Report 5: Handwritten character recognition by the method of k neareast neighbors

The method of k means we implemented last week can be a useful one when you want to divide objects into classes of similar objects whose nature is not well defined in advance.

But in the handwritten character recognition problem, we know the character class of each image in the "training" data set, and we should make use of that information.

One very intuitive method of creating a classifier using labelled training data, and one that requires almost no work beyond devising features, is the method of k nearest neighbors. It is simply to guess that a new example belongs to the same class as its nearest neighbors in feature space. First choose a number, k, of neighbors to be consulted.

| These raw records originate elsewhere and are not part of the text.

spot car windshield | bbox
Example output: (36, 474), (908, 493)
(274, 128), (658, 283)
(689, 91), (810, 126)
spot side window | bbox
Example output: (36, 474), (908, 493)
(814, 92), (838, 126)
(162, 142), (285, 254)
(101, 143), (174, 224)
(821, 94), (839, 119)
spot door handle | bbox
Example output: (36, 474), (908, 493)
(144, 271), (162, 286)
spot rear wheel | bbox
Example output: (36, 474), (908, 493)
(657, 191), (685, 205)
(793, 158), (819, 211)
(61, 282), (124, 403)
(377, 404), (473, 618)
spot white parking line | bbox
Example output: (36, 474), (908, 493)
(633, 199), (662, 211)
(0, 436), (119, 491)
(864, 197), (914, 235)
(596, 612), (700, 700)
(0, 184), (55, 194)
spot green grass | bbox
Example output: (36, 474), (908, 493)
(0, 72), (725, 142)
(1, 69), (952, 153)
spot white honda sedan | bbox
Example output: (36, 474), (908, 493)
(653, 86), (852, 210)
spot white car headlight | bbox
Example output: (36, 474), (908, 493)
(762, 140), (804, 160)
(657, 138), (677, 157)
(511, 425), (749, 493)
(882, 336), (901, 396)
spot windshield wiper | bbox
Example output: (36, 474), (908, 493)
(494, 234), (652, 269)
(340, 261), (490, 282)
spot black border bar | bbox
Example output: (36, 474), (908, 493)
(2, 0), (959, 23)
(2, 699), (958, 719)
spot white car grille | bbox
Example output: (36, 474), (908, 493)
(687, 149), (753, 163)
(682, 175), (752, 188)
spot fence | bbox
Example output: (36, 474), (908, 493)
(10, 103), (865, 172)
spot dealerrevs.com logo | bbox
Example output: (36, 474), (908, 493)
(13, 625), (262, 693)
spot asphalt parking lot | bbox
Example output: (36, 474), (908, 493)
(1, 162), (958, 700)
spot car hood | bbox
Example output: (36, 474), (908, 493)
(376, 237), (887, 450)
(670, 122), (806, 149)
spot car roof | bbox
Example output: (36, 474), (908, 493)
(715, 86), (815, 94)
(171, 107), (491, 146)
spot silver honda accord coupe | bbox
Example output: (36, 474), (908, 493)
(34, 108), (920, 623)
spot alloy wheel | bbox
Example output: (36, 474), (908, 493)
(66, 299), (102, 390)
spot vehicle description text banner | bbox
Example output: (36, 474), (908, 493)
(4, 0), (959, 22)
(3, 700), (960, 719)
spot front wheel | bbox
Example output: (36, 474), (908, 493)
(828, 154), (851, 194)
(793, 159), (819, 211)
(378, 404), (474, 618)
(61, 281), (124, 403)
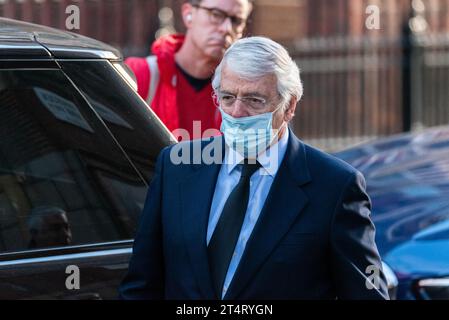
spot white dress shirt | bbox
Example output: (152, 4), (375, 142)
(207, 128), (289, 298)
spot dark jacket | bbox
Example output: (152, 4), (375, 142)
(119, 130), (389, 300)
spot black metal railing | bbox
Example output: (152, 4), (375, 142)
(2, 0), (449, 151)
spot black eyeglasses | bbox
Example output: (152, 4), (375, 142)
(193, 5), (247, 33)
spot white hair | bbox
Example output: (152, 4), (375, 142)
(212, 36), (303, 109)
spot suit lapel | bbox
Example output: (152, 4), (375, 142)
(224, 130), (312, 300)
(179, 137), (224, 299)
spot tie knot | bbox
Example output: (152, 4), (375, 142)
(240, 159), (261, 180)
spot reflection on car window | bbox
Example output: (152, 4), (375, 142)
(27, 206), (72, 249)
(0, 69), (147, 253)
(60, 60), (174, 182)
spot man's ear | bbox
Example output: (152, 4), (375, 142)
(181, 3), (194, 29)
(284, 97), (298, 122)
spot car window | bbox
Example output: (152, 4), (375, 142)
(59, 60), (175, 182)
(0, 67), (148, 254)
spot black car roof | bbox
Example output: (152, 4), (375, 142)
(0, 18), (121, 60)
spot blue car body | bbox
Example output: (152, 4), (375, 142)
(334, 126), (449, 300)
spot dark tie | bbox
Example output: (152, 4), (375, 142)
(208, 159), (261, 298)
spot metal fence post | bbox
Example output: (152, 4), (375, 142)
(403, 0), (428, 132)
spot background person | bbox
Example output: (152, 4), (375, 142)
(126, 0), (253, 140)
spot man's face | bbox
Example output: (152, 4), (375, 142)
(186, 0), (251, 60)
(37, 213), (72, 248)
(219, 65), (287, 131)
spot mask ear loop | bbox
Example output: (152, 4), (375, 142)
(272, 99), (286, 114)
(270, 99), (289, 140)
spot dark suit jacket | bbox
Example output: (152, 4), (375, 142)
(119, 130), (389, 300)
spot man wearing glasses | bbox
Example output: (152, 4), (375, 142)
(126, 0), (253, 140)
(119, 36), (390, 300)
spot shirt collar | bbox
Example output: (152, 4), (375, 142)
(224, 128), (289, 177)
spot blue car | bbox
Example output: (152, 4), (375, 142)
(335, 126), (449, 300)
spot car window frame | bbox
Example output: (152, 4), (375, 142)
(0, 58), (144, 260)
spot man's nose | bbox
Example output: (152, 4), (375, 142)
(229, 99), (250, 118)
(218, 16), (233, 34)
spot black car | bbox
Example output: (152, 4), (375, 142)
(0, 18), (175, 299)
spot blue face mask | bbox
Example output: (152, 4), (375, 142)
(219, 104), (285, 158)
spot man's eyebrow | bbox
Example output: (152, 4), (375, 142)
(241, 91), (269, 99)
(219, 89), (234, 95)
(219, 89), (268, 99)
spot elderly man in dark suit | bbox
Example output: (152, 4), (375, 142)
(119, 36), (389, 300)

Then, given a new image that you want to classify, (i) compute its feature vector, (ii) find the classes of the k nearest neighbors of this feature vector among the training data, (iii) use the mode of the classes of the nearest neighbors (the mode in case they are not all the same) as your predicted class.

The kd tree that I recommended, and many of you used, for your Star Recognizer provides an easy and efficient way of obtaining k nearest neighbors of a given point among a set of other points. (scipy.spatial.KDTree, using the query() method.) Caution: the k in kd tree is a different k: the dimension of the feature space.

Your project for Report 5, due at 8am Saturday Nov 16, is to develop a classifier of handwritten characters from the set of 10 classes occurring in our training data: devising and including at least one new feature that you think might be useful, using the method of k nearest neighbors to classify this new set of handwritten character images (still welcoming additional contributions to this!), and providing an assessment of how well your classifier performs.

You may restrict your attention to a subset of the 10 classes if you feel you can do well on that subset but not on the whole 10. But include at least 5 classes.


Q: Are we allowed to use scipy's implementation of kNN or are we expected to program it from scratch?

A: You are expected to program it from scratch except that you may use scipy's k-D tree.

Q: Do I need to use the method of k-means?

A: No. Do NOT use the method of k-means.